Мы искали для фильма «Вновь на экране» девочек на роли двух молодых танцовщиц в ночном кабаре. Позавчера явились для проб штук шестьдесят, одна смазливей другой. В трубке послышался смех Косташа:
– Ну и как, открыли талант?
– Да.
– Рыжая? Брюнетка? Блондинка?
– Блондинка. Я хотел поехать с ней к морю и…
– Отпускаю. Должен же кто-то заботиться об артистической молодежи!
Этот добряк Герберт Косташ сам регулярно заботился о ней. Правда, ни одной девушке мира он не пожертвовал целых суток. Тем не менее в его руках перебывало несметное множество статисток и танцовщиц.
Для этой цели он даже разработал собственную методику. Когда его администратор Альбрехт набирал исполнительниц для нового фильма и в приемные и коридоры набивались толпы честолюбивых красоток, мой добряк Косташ утром медленно пробирался через толпу девушек и делал свой выбор. Потом на ходу бросал Альбрехту, к примеру, так:
– Брюнетка с пышным бюстом, слева от твоей двери.
– Понял, шеф.
После чего Альбрехт заставлял упомянутую брюнетку с пышным бюстом, стоявшую слева от его двери, торчать в коридоре до конца дня. К вечеру он заявлял ей после краткой беседы, что она, к сожалению, не подходит для этой роли. И брюнетка с пышным бюстом устало, грустно и разочарованно отправлялась плакать в коридор. (И вульгарные девицы с рыжими волосами, и робкие блондинки в таких случаях непременно отправлялись плакать в коридор. Все всегда одинаково.) И в этот момент на горизонте всегда появлялся Герберт Косташ:
– Что тут происходит? Кто посмел обидеть такую красавицу? – Ему рассказывали, в чем дело. Он разыгрывал возмущение: – Что? Не годитесь на роль? Господин Альбрехт, видимо, рехнулся! Пока еще я здесь глава! Подождите минутку, фройляйн, как вас зовут?
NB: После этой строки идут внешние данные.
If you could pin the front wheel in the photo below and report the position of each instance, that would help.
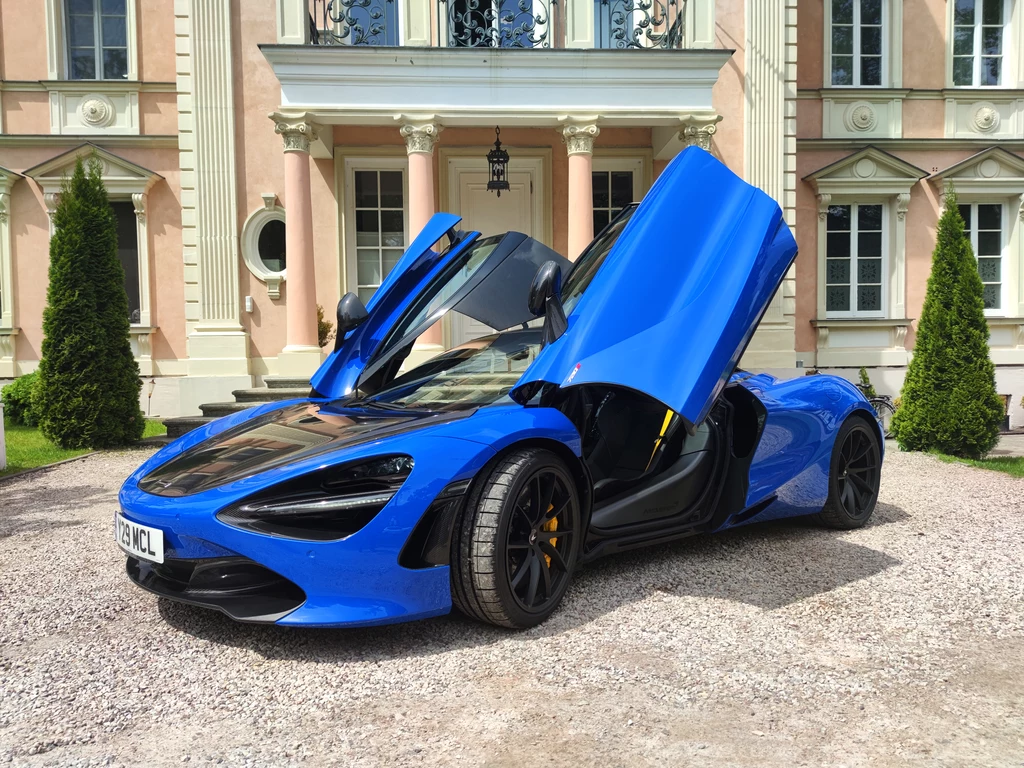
(515, 547)
(855, 475)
Узнав ее имя, он заходил в комнату администратора и обсуждал с Альбрехтом разные важные вещи – естественно, не имевшие к девушке никакого отношения. Наконец он как ни в чем не бывало возвращался в коридор.
– Все в порядке. Войдите и договоритесь о гонораре.
– Я… я все-таки получу эту роль? – лепетала потрясенная девица.
– Ясное дело. Более подходящую, чем вы, трудно себе даже представить. – Ну, тут уж они все, как одна, готовы были броситься ему на шею! А он лишь небрежно ронял: – Далековато до города. Я поеду через полчаса. Если желаете, могу вас подвезти.
– Конечно, господин Косташ! Спасибо, господин Косташ! Я так рада!
Все остальное Счастливчик проделывал в своей большой машине с очень удобными откидными спинками. Киностудии действительно располагались обычно далеко от города, в малонаселенной местности. Все эти девушки с благодарностью отзывались о Герберте Косташе, причем ни одной из них ему не пришлось что-нибудь дарить. Ведь все они получали свои роли!